Williams acknowledges that tour operators in the Whitsundays have upped their reef monitoring activity and educate visitors about environmental threats.
Treading lightly
“Many of the boats that go out daily are actively engaged in reporting changes they see to scientists and government bodies to build up that picture of what is happening locally in the marine environment,” she says.
“People are very engaged and proactive in looking after their patch, and also in trying to shift government regulation and policy to enact better reef protection.”
But she says this isn’t the case with some operators in other parts of the reef.
“They don’t want it publicised that the reef is under threat or that there’s been coral bleaching because they see an immediate negative impact on their business.”
And tour boats themselves pose a threat to the reef, both through engine pollution and by scraping the coral surface.
Operators like Cruise Whitsundays are part of an eco-certification scheme which means they take precautions above and beyond what is legally required.

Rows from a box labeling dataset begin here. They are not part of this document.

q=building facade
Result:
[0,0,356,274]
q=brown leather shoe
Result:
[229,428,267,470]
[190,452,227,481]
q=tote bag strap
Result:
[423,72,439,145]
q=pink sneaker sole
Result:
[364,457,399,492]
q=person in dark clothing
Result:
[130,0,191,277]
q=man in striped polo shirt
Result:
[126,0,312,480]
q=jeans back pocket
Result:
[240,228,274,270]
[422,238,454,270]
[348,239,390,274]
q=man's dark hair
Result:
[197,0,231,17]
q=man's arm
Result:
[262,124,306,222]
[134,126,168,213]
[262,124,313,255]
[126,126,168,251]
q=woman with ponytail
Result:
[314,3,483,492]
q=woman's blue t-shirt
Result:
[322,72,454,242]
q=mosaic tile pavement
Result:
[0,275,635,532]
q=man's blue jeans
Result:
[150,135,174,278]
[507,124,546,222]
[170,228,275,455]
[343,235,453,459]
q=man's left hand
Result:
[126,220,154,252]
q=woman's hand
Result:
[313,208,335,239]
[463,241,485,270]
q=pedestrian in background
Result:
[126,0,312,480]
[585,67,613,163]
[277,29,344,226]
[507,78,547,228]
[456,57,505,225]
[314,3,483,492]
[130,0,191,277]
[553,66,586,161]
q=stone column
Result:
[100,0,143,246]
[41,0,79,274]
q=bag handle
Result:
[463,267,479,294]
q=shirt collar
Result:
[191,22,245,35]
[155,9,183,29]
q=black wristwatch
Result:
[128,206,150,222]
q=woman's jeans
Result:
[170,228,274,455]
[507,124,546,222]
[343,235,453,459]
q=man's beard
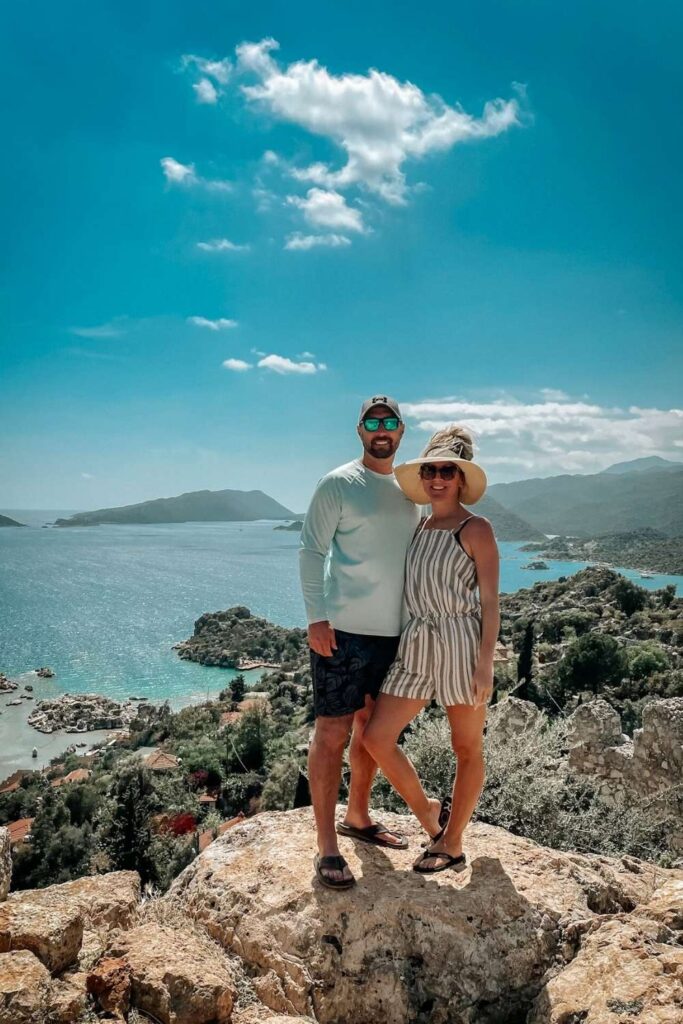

The Great Barrier Reef Marine Park Authority also restricts their movements with a complex system of permitting and zoning, which actively engages tour operators in a communication loop. The authority uses information their boats gather to identify vulnerable areas of the reef and restrict activity there.
Extreme weather
Minimizing damage from tourism is vital given the threat from climate change. And with extreme weather events happening more frequently, this is not limited to bleaching. Right now, one of the main concerns for those protecting the reef is ensuring corals are in the best possible health if and when a cyclone hits.
“We’re now in the middle of our summer period – this is traditionally our cyclone season,” says Williams. “For first time in three years we’re actually having a wet season, and I expect somewhere at least once in the coming months, somewhere on the coast, there will be a massive cyclone.”
Williams says if a cyclone hit a northern area like Port Douglas, where two thirds of the coral is already dead, the impact on what remains could be devastating.
“It doesn’t have the resilience to fight back from that.”